So it begins

by Justin on Jan 21, 2009

[Kevin Rudd] urged unions and workers to exercise wage restraint and asked business operators "to do their utmost to protect their workers from dismissal, knowing these workers will serve them well when times turn good again".

"I know there are employers who have asked their workers to accept shorter working hours rather than lose their jobs," he said. "That encourages me because at this time Australians need to look out for each other as we have done so many times in the past when the going has got tough. We are all in this together". Source

So, it seems Kevin is subtly kicking Keynesianism into gear by halting the growth of wages, a pre-requsite for the theory to "work". The next step will be to start the inflation-making machine (printing presses, spending) and watch as the nation becomes poorer! The lowering of hours is a good one too -- all that will result in is previously employed or "productive" employees (the ones who will keep their jobs regardless) subsidising, in effect, either unemployed workers or the "unproductive" ones (who would have lost their jobs). The very quotable Henry Hazlitt:

...in order that the new workers will individually receive three-fourths as many dollars a week as the old workers used to receive, the old workers will themselves now individually receive only three-fourths as many dollars a week as previously. It is true that the old workers will now work fewer hours; but this purchase of more leisure at a high price is presumably not a decision they have made for its own sake: it is a sacrifice made to provide others with jobs.

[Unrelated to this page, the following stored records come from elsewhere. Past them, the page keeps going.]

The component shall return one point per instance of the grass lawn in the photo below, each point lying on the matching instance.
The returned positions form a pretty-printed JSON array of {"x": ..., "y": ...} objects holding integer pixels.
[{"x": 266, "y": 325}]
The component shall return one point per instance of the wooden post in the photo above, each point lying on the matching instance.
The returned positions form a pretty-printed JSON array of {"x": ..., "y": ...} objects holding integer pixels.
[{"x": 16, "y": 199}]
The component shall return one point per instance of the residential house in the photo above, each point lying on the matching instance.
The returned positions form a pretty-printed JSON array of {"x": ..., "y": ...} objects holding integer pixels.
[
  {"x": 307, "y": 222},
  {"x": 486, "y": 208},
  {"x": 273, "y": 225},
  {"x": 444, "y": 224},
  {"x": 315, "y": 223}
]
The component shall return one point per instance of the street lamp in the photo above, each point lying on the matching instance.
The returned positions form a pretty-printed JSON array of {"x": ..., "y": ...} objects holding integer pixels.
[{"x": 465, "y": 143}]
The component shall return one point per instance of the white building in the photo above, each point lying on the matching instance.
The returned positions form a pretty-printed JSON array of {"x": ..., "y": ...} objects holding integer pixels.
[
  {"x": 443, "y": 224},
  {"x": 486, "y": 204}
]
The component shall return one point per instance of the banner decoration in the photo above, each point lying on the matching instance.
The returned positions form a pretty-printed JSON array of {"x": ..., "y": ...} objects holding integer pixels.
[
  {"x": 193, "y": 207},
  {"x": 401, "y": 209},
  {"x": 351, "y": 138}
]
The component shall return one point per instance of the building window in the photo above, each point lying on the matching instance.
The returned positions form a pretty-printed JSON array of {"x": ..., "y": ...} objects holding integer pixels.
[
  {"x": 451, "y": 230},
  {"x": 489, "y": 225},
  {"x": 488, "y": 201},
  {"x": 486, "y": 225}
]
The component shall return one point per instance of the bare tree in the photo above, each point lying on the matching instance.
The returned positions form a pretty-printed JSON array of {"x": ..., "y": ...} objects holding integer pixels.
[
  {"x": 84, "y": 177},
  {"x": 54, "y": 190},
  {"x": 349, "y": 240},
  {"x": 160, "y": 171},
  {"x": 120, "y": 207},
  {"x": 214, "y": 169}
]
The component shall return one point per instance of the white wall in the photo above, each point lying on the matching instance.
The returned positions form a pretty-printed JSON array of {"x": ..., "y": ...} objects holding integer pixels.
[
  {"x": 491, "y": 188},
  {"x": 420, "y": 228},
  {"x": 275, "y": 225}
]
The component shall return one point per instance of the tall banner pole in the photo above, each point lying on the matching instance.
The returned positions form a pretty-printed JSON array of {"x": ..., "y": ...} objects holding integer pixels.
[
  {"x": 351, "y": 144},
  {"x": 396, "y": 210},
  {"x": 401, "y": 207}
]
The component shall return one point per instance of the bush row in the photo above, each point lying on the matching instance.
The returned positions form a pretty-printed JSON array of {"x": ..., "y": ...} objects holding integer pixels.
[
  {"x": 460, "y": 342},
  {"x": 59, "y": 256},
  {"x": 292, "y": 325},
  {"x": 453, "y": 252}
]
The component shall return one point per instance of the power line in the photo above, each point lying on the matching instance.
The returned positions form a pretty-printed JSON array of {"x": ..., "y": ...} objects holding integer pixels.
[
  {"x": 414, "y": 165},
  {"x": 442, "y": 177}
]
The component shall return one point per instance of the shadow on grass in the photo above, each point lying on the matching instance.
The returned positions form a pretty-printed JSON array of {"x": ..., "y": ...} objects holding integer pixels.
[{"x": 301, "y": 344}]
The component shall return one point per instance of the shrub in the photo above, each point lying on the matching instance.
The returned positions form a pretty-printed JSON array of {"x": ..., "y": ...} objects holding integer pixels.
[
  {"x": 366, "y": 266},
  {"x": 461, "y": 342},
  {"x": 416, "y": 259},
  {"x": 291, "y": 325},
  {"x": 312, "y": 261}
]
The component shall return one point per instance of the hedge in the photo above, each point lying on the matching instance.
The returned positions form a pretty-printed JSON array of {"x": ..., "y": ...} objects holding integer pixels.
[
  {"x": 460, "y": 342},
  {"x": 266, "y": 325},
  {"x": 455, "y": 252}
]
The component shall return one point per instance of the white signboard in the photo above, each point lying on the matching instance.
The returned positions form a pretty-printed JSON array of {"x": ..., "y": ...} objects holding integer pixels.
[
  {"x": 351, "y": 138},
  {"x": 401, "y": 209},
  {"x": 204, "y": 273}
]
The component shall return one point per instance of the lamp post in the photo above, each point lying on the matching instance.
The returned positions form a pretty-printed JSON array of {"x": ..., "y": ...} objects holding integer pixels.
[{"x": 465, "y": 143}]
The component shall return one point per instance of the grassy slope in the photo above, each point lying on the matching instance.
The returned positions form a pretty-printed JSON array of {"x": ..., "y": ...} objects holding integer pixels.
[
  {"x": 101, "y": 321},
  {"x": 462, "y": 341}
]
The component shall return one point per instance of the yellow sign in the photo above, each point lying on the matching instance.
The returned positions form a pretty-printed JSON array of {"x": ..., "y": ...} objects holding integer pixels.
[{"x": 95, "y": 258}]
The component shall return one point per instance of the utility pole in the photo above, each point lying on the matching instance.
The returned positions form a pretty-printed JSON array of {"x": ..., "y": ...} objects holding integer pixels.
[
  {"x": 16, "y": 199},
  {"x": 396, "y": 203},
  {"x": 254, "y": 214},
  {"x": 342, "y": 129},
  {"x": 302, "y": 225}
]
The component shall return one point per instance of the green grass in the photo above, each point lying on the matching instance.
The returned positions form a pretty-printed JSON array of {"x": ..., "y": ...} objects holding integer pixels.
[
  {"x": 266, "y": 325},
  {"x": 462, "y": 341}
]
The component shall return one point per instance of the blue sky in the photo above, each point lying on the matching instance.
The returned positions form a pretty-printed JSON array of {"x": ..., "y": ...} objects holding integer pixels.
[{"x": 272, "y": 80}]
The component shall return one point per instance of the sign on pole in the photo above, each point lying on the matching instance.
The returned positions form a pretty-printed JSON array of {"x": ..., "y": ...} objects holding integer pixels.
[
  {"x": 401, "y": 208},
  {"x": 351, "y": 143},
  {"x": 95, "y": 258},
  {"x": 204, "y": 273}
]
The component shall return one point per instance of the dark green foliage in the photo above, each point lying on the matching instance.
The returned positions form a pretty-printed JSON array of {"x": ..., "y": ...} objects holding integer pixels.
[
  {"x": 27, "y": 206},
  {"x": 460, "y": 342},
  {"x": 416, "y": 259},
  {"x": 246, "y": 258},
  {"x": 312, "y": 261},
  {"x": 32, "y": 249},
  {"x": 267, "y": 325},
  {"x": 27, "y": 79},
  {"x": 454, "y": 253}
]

While these policies may appear to provide benefits in the short run to certain 'favoured' groups at the expense of others, it can never be good for the economy in the long run as it distorts the structure of production (over-expansion in some industries at the expense of others, wasted capital -- which, eventually, will collapse when it cannot yield an adequate return post-inflation).

In the department of economy, an act, a habit, an institution, a law, gives birth not only to an effect, but to a series of effects. Of these effects, the first only is immediate; it manifests itself simultaneously with its cause - it is seen. The others unfold in succession - they are not seen: it is well for us, if they are foreseen. Between a good and a bad economist this constitutes the whole difference - the one takes account of the visible effect; the other takes account both of the effects which are seen, and also of those which it is necessary to foresee. Now this difference is enormous, for it almost always happens that when the immediate consequence is favourable, the ultimate consequences are fatal, and the converse. Hence it follows that the bad economist pursues a small present good, which will be followed by a great evil to come, while the true economist pursues a great good to come, at the risk of a small present evil. --  Frédéric Bastiat, That Which is Seen, and That Which is Not Seen, the Introduction.